だから最初に、全員の話をじっくり聞いた。
「遠くへ行くのが得意な者」
「村の人と話すのが好きな者」
「品質を見抜く目を持っている者」
「お貴族様相手でも肝が据わってる者」
思った以上に、人材は豊かだった。
―――
◆① ファンド屋台担当:村を笑顔にする仕事
「まずは“屋台担当”です。

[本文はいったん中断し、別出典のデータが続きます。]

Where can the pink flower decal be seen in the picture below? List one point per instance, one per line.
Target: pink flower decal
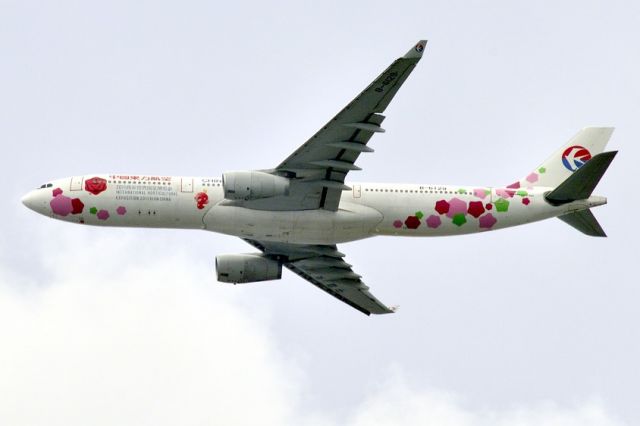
(480, 193)
(505, 193)
(412, 222)
(103, 215)
(456, 206)
(95, 185)
(475, 208)
(201, 199)
(533, 177)
(433, 221)
(487, 221)
(77, 206)
(61, 205)
(442, 206)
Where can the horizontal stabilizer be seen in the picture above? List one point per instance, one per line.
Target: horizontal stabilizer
(585, 222)
(582, 182)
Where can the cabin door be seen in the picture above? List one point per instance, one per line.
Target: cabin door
(76, 183)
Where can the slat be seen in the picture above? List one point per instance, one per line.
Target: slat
(335, 164)
(369, 127)
(329, 184)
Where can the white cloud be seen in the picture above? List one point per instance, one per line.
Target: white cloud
(397, 404)
(119, 334)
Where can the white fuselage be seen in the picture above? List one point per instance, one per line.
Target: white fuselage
(368, 209)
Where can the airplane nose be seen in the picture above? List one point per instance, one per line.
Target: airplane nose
(29, 200)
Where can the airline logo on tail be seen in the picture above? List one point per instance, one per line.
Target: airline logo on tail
(575, 156)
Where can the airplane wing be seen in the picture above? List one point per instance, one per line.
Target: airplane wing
(324, 267)
(318, 168)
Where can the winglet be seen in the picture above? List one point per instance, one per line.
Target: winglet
(416, 51)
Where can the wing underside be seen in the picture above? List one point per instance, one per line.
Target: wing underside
(324, 267)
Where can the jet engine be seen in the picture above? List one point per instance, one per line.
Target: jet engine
(251, 185)
(247, 268)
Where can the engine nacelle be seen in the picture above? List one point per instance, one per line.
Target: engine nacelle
(247, 268)
(251, 185)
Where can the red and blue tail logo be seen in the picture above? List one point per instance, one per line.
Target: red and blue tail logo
(575, 156)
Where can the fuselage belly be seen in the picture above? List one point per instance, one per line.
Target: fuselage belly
(366, 210)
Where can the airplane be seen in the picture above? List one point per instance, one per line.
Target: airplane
(296, 213)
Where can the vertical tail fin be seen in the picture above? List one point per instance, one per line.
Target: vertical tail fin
(587, 143)
(585, 222)
(581, 184)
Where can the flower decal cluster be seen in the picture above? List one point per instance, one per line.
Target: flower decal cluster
(95, 185)
(63, 205)
(460, 212)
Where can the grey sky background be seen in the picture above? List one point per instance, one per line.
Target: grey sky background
(532, 325)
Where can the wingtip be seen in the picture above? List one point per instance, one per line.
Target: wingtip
(416, 51)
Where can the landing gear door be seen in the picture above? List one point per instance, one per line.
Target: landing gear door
(357, 191)
(76, 183)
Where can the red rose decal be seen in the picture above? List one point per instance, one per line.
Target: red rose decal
(95, 185)
(201, 199)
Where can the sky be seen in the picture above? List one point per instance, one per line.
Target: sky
(536, 325)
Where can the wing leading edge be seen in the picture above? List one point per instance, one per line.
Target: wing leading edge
(318, 168)
(324, 267)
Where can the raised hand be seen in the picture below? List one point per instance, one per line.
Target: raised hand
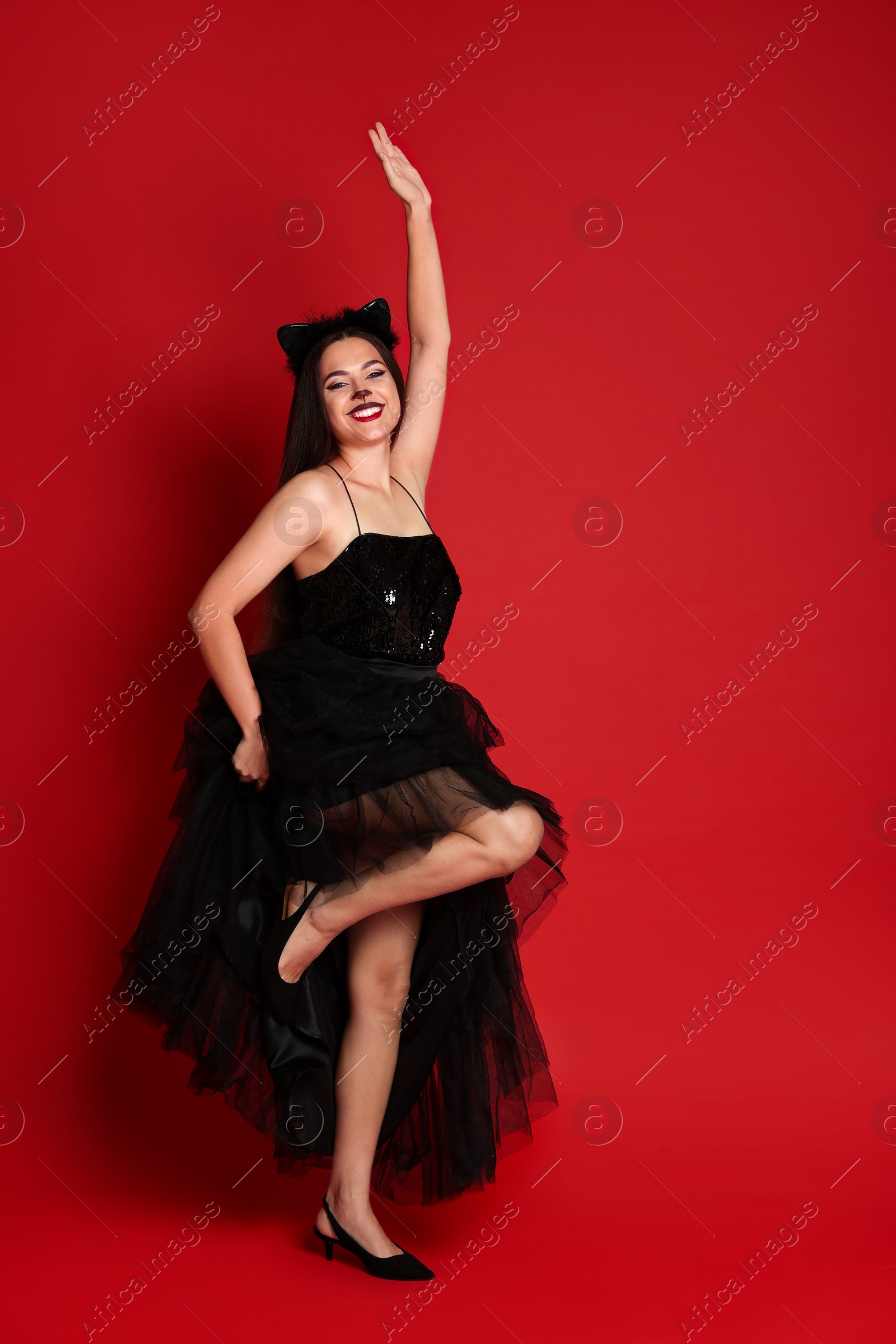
(401, 175)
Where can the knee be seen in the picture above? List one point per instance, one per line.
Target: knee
(516, 836)
(381, 991)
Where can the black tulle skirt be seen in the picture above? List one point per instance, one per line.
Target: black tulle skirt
(366, 759)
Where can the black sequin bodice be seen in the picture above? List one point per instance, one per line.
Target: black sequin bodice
(383, 597)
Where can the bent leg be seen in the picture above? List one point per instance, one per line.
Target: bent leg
(494, 844)
(381, 949)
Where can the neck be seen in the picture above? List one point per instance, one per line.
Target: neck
(368, 464)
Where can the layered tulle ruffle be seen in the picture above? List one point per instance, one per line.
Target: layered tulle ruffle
(367, 759)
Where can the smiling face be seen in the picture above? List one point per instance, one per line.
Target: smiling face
(359, 393)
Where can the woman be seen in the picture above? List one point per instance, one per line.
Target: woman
(334, 933)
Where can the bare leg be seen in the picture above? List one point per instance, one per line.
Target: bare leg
(494, 844)
(381, 951)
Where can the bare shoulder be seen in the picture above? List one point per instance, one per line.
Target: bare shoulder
(302, 510)
(413, 482)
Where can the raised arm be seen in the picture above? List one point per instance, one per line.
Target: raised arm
(426, 315)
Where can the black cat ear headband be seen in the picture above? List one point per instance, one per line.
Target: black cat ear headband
(297, 339)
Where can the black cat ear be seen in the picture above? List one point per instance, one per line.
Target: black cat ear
(291, 335)
(378, 312)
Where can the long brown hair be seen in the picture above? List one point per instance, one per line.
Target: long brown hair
(311, 443)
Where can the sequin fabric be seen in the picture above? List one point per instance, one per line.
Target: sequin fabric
(385, 597)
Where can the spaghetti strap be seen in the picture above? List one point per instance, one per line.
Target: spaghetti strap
(349, 496)
(412, 497)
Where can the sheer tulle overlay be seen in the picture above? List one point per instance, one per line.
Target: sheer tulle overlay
(363, 762)
(370, 756)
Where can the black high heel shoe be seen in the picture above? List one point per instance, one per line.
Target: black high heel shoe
(281, 994)
(381, 1267)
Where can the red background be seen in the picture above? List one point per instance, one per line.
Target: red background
(725, 240)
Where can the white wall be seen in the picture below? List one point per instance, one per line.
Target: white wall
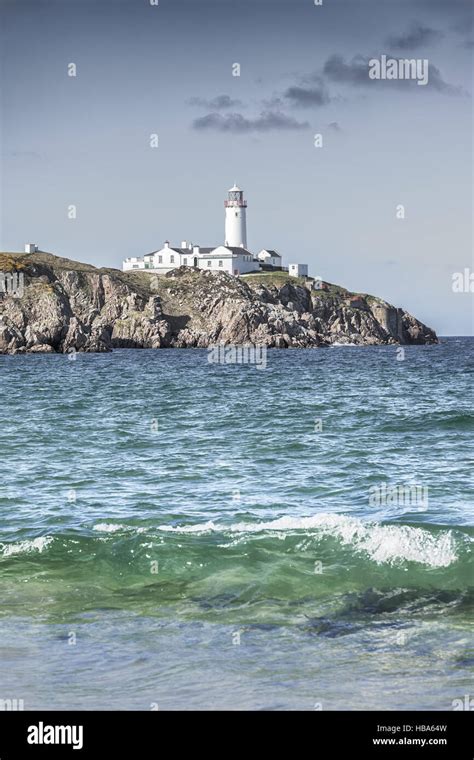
(236, 226)
(298, 270)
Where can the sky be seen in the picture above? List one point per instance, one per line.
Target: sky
(168, 69)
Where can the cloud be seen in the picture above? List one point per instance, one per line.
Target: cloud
(416, 37)
(218, 103)
(268, 121)
(356, 73)
(307, 97)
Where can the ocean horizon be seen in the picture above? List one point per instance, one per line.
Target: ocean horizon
(177, 534)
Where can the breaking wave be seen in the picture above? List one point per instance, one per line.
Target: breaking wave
(382, 543)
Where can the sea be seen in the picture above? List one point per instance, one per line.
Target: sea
(177, 534)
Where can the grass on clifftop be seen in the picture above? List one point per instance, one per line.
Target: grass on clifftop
(272, 278)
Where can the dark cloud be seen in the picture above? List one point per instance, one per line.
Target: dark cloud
(220, 102)
(356, 73)
(307, 97)
(416, 37)
(234, 122)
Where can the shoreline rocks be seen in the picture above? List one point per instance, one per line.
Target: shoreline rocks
(68, 306)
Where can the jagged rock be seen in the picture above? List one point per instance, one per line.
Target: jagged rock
(68, 306)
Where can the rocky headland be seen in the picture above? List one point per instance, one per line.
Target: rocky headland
(68, 306)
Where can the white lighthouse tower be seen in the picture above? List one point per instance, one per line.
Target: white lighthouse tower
(236, 218)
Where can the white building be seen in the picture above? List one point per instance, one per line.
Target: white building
(270, 257)
(298, 270)
(236, 218)
(233, 257)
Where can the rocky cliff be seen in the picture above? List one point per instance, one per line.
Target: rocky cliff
(68, 306)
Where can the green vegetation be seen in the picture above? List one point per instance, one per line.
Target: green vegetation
(272, 278)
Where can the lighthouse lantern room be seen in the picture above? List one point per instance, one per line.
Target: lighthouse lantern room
(235, 218)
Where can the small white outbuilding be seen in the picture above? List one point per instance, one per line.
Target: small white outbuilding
(298, 270)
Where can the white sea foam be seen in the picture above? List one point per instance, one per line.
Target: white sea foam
(25, 547)
(109, 527)
(115, 527)
(382, 543)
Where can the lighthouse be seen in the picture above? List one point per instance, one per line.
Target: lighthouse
(235, 218)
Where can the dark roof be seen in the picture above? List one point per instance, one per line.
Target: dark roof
(274, 254)
(238, 250)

近隣の村でファンドの受付をし、小瓶ポーションを配ります」
元気な若者たちが「任せてください!」と胸を張った。
彼らが小瓶を山ほど積んだ荷車を押し、次々と村へ向かっていく光景は、まるで祭りの行列のようだった。
そして夕方。
「カイ坊! すごかった!!」
みんなキラキラとした顔で戻ってきた。
「子どもが泣いて喜んでくれたんだ!」
「おばあさんが手を握って離さなかった!」
「“あんたたち来るだけで安心するわ”って……!」
彼らの輝きは、まるで陽だまりの反射だった。
(あぁ……この仕事は、誰かの“ありがとう”を直接受け取る役目なんだ)
屋台担当は、支援の灯りを直接届ける人たちとして完全に定着した。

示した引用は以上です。